Amendments to the VAT Act – New Registration Rules


The new registration rules 

Effective 1 April 2014 the following rules apply:

Compulsory registration 

• Where the actual value of taxable supplies has exceeded R1 million in any 12-month period (previous rules unchanged).

• Where any person has entered into an agreement in terms of which they will be obliged to make taxable supplies with a value in excess of R1 million in the next period of 12 months (new rule).

• Where a person conducts an enterprise of supplying electronic services with a value in excess of R50 000 (the VAT Act is not clear as to the time frame in which the value of supplies must be achieved) (new rule). 

Voluntary registration 

• Where the actual value of taxable supplies has exceeded R50 000 in any 12-month period (previous rule unchanged).

• The value of taxable supplies is likely to exceed R50 000 in the next period of 12 months.

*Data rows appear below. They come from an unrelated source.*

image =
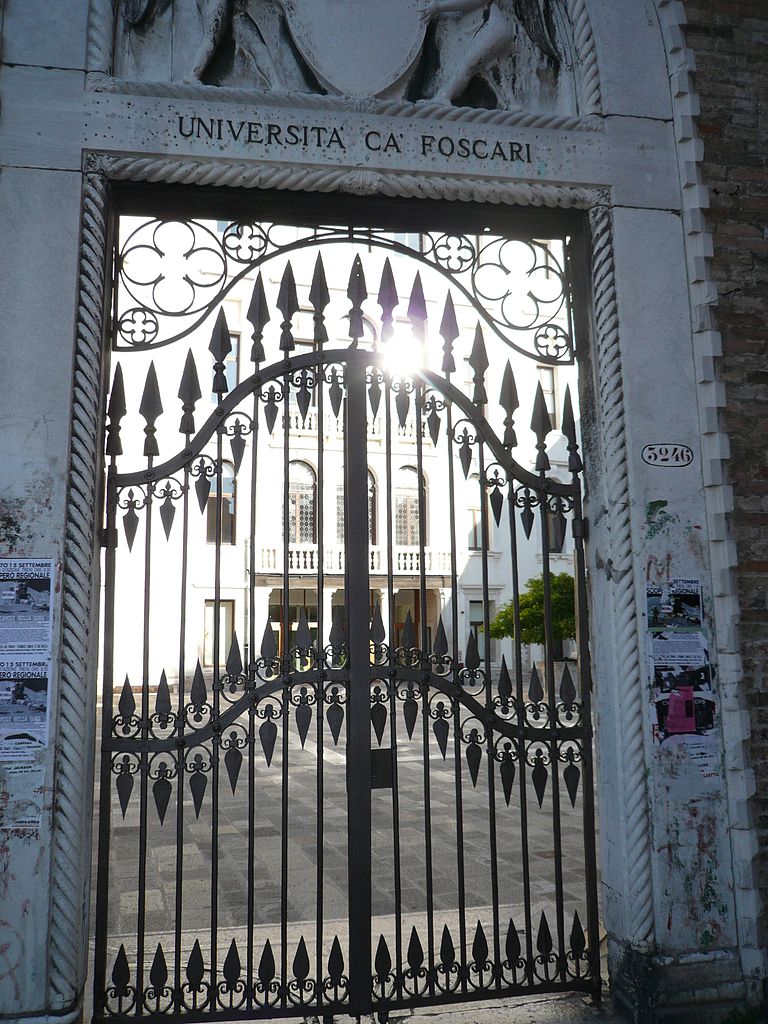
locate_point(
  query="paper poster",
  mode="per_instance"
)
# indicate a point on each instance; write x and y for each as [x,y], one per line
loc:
[675,605]
[26,606]
[24,708]
[685,706]
[22,796]
[26,632]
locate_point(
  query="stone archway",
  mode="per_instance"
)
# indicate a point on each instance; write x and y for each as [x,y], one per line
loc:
[620,241]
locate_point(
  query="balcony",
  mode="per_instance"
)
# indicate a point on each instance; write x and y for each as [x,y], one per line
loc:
[303,560]
[332,428]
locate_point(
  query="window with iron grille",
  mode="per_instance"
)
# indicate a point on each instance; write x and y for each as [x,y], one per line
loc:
[407,507]
[227,506]
[372,520]
[302,489]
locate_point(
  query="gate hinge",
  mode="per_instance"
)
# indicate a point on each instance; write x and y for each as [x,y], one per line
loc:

– If registered on this basis, must account for VAT on the payments basis until the R50 000 threshold is achieved

– Regulations will be issued to govern this option (new rule).

• Due to the nature of activities a person will only generate taxable supplies in the future

– Should include vendors conducting farming, mining, construction and similar activities where the activity will only generate consideration in the future;

– Government Notice to be issued to notify the qualifying activities (rule unchanged except for the reference to the Government Notice).